Posted by Rand Simberg at January 21, 2003 07:22 PM

Solar power is the obvious alternative to nuclear for short-duration manned missions to the lunar surface -- that is, those missions of short enough duration to be carried out entirely within the local lunar day. Such as we saw with Apollo.

Which means my categorical statement ("any manned undertaking") went too far. So be it -- one doesn't, in fact, *require* nuclear power to return to the Moon.

("Sub-geniuses"? I fail to see what Dobbs has to do with any of this. Or was that meant to imply something else?)

Posted by T.L. James at January 21, 2003 08:27 PM

Here's another tidbit that's off topic but inneresting: they're bringing back Brilliant Pebbles.

Being a re-usable launch system fanfatic, I'll ask: why not also revive developemnt of the [formerly] MD Delta Clipper to launch these orbitng interceptors?


http://www.aviationnow.com/avnow/news/channel_aerospacedaily_story.jsp?id=news/mda01223.xml

Aerospace Daily Jan 22, 2003


MDA plans satellite launches for boost-phase tests

By Marc Selinger



The Missile Defense Agency plans to launch several satellites near the end of the decade to develop a space-based interceptor test bed that could shoot down missiles in their boost phase, according to MDA.

A competition for a concept design will take place in fiscal 2004, following a briefing for industry in December 2003, an MDA official said Jan. 21.


MDA hopes to launch three to five satellites in FY '08-09 to begin on-orbit tests. After that, it envisions launching more capable satellites in "small quantities" every two to three years, the official said.

The agency's intentions represent the Defense Department's latest attempt to jump start an idea that has been studied for decades but encountered political, technological and financial obstacles along the way.

MDA's current plans do not call for moving beyond the test bed capability, but they are subject to change.

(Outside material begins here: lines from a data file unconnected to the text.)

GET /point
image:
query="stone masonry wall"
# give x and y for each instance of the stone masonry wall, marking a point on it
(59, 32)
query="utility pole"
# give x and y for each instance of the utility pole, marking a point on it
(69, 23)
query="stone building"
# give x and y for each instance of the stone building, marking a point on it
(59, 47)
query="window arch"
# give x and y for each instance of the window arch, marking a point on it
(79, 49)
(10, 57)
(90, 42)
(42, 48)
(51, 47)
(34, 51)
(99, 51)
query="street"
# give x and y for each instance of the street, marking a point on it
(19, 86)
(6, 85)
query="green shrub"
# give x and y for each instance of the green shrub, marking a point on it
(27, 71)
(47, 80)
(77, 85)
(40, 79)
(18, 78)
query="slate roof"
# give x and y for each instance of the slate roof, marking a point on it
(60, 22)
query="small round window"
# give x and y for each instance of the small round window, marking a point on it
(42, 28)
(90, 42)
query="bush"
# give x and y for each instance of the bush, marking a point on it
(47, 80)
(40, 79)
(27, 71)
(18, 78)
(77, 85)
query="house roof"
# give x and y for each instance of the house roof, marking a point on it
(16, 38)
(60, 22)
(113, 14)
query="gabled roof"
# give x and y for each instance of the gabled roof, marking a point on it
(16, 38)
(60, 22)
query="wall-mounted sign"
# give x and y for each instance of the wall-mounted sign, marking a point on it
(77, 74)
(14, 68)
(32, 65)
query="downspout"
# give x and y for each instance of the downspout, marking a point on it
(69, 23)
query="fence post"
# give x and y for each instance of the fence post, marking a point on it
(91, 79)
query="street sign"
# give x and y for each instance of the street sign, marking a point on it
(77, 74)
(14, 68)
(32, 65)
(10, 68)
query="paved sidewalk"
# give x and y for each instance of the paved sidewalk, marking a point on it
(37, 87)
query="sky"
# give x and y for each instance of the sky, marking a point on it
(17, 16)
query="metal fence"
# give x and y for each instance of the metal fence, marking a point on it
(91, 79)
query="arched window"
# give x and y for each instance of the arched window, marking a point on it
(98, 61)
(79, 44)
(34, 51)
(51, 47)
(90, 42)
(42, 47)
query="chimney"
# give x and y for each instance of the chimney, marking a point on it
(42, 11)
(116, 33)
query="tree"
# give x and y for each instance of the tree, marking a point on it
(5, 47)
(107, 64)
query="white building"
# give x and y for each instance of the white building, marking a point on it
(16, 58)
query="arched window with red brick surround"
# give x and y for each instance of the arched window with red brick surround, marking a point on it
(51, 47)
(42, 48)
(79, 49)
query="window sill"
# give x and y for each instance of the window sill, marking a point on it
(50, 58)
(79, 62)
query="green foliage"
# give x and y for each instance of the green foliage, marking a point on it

In December, the Bush Administration announced it will deploy ground-based and sea-based midcourse anti-missile systems

...



Posted by David Davenport at January 22, 2003 10:01 AM

Sorry, that's "fanatic" and "development."

Posted by David Davenport at January 22, 2003 10:02 AM

Trying to return to the Moon using only solar energy is possible, but hardly cost effective, especially in the short run -- and I suspect any such return will of necessity be done the cheaper ways.

The Moon's more benign than Mars: no wind to blow dust, but the Apollo experience was that it gets everywhere anyway, if you're not just sitting still in one spot. Remember how fast Pathfinder's photovoltaics degraded on Mars?

And even Apollo used nuclear power, in the form of RTG's.